В «Литературной газете» скоро появился репортаж «Авербаховские приспешники в Ленинграде». Героями его стали Ольга Берггольц, Ефим Добин и Лев Левин. Незадолго до собрания, где ее исключили из Союза писателей, 9 мая 1937 года, Ольга записала в дневнике: «Если я доношу Степу (так она называла будущего ребенка. — Н.Г.) — это будет чистой случайностью». Но самое унизительное для нее произошло 29 мая, когда состоялся разбор персонального дела с подробностями ее близких отношений с Авербахом. Разбирали бывшие товарищи с «Электросилы», о которых она написала столько очерков. Но они, не дрогнув, исключили ее из партии.

В июне 1937 года, на последних месяцах беременности, ее вызвали в НКВД для дачи показаний по делу Авербаха. В материалах ее будущего дела откроются обстоятельства того лета. «Что же касается показаний Берггольц, данных ею во время допроса в качестве свидетеля в июле м-це 1937 г., где она показала, что является участником троцкистско-зиновьевской контрреволюционной организации, являются, как установлено следствием, показаниями вынужденными, даны в состоянии очень тяжелого морального и физического состояния, о чем свидетельствует тот факт, что сразу же после допроса Берггольц попала в больницу с преждевременными родами» [13].

Еще в июне 1937 года она записала в дневнике: «10 июня 1937. На фоне того, что происходит кругом, — мое исключение, моя поломанная жизнь — только мелочь и закономерность. Как, когда падает огромная глыба, — одна песчинка, увлеченная ею, — незаметна».

Она ищет работу, и с 1 сентября 1937 года ей удается устроиться в школу учителем русского языка седьмых — восьмых классов. Но жизнь наносит ей новый удар. Седьмого ноября Ольга, как всегда, думала пойти на демонстрацию с рабочими завода «Электросила». Но на этот раз, едва она попыталась встать в колонну демонстрантов, к ней подошел представитель парткома и потребовал, чтобы она ушла. Кажется, сначала Ольга даже не поняла, что ее выгнали. Стояла на обочине и смотрела на своих товарищей. А ее электросиловцы проходили мимо не здороваясь, опускали глаза…

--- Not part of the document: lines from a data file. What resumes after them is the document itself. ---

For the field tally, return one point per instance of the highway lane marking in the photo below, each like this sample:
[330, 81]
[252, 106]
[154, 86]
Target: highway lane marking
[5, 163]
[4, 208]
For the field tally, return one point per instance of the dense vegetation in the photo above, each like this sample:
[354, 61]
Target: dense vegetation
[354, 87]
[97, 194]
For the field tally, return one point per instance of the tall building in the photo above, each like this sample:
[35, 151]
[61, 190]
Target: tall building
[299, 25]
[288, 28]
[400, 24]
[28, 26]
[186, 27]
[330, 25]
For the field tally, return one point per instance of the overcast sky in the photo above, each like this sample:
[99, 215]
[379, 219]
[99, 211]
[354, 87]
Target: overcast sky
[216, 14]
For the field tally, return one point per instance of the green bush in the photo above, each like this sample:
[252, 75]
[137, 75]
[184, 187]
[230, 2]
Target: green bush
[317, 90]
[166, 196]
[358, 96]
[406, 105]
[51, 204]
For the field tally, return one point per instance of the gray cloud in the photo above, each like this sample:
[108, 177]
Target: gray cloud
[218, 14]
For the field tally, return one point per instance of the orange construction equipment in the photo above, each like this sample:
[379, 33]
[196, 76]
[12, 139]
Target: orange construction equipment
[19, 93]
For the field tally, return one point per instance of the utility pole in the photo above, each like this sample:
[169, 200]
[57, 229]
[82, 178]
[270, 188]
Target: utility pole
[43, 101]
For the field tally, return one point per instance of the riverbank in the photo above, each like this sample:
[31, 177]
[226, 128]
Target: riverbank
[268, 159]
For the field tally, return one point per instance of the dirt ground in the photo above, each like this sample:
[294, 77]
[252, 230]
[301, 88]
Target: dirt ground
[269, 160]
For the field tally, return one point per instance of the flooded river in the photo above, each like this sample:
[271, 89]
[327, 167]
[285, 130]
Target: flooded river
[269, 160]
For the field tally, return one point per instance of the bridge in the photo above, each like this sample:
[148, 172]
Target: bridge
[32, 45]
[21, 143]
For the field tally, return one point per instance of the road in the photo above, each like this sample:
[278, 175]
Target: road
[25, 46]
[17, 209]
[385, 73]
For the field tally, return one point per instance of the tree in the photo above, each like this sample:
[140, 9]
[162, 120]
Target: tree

Она была арестована в ночь на 14 декабря под Ленинградом в Доме творчества как «участница троцкистско-зиновьевской организации» и доставлена в Шпалерку — тюрьму Большого дома. В постановлении об аресте говорилось, что Ольга Берггольц входила в террористическую группу, готовившую террористические акты против руководителей ВКП(б) и советского правительства (т. Жданова и т. Ворошилова). Неверно указано, что она уже «бывший кандидат ВКП(б)» и исключена из Союза писателей. Среди прочего у нее изъяли дневники. В протоколе обыска под номером семь значилось пятнадцать записных книжек, под номером десять — девять тетрадей. В примечании к протоколу сказано также и об опечатанной комнате, в которой находилось много рукописей, письма, материалы по истории завода «Электросила». Первый допрос — 14 декабря. На протоколе — подпись начальника 6-го отделения Ивана Кудрявцева.

Вопрос: «Вы арестованы за контрреволюционную деятельность. Признаете себя виновной в этом?» Ответ: «Нет. Виновной себя в контрреволюционной деятельности я не признаю. Никогда и ни с кем я работы против советской власти не вела». Вопрос: «Следствие не рекомендует вам прибегать к методам упорства, предлагаем говорить правду о своей антисоветской работе». Ответ: «Я говорю только правду. Записано с моих слов правильно. Протокол мною прочитан. О. Берггольц». Допросил Иван Кудрявцев. Обозначено и время: с 21:30 до 00:30[14]

В протоколе — всего семь предложений, а допрос шел три часа! Спустя год, вернувшись домой, Ольга запишет о своем следователе: «…я сначала сидела в “медвежатнике” у мерзкого Кудрявцева, потом металась по матрасу возле уборной — раздавленная, заплеванная, оторванная от близких, с реальнейшей перспективой каторги и тюрьмы на много лет… Ровно год назад Кудрявцев говорил мне: “Ваши преступления, вы — преступница, двурушница, враг народа, вам никогда не увидеть мужа, ни дома, вас уже давно выгнали из партии”». И еще о тех днях: «Ровно год назад в этот день я была арестована, — запись от 14 декабря 1939 года. — Ощущение тюрьмы сейчас, после 5 месяцев воли, возникает во мне острее, чем в первое время после освобождения. И именно ощущение; т.е. не только реально чувствую, обоняю этот тяжкий запах коридора из тюрьмы в Большом доме, запах рыбы, сырости, лука, стук шагов по лестнице, но и то смешанное состояние посторонней заинтересованности, страха, неестественного спокойствия и обреченности, безысходности, с которым шла на допросы… Ну ладно… Не надо… Да, но зачем же все-таки подвергали меня всей той муке?! Зачем были те дикие, полубредовые желто-красные ночи (желтый свет лампочек, красные матрасы, стук в отопительных трубах, голуби…). И это безмерное, безграничное, дикое человеческое страдание, в котором тонуло мое страдание, расширяясь до безумия, до раздавленности!..» [15]

3 июля 1939 года Ольгу освободили из-под стражи. Следствие по делу было прекращено за недоказанностью состава преступления. «…Я страшно мечтала там о том, как я буду плакать, увидев Колю и родных, — и не пролила ни одной слезы. Я нередко думала и чувствовала там, что выйду на волю только затем, чтобы умереть, — но я живу, подкрасила брови, мажу губы. Я еще не вернулась оттуда, очевидно, еще не поняла всего…» [16] — записала она в дневнике.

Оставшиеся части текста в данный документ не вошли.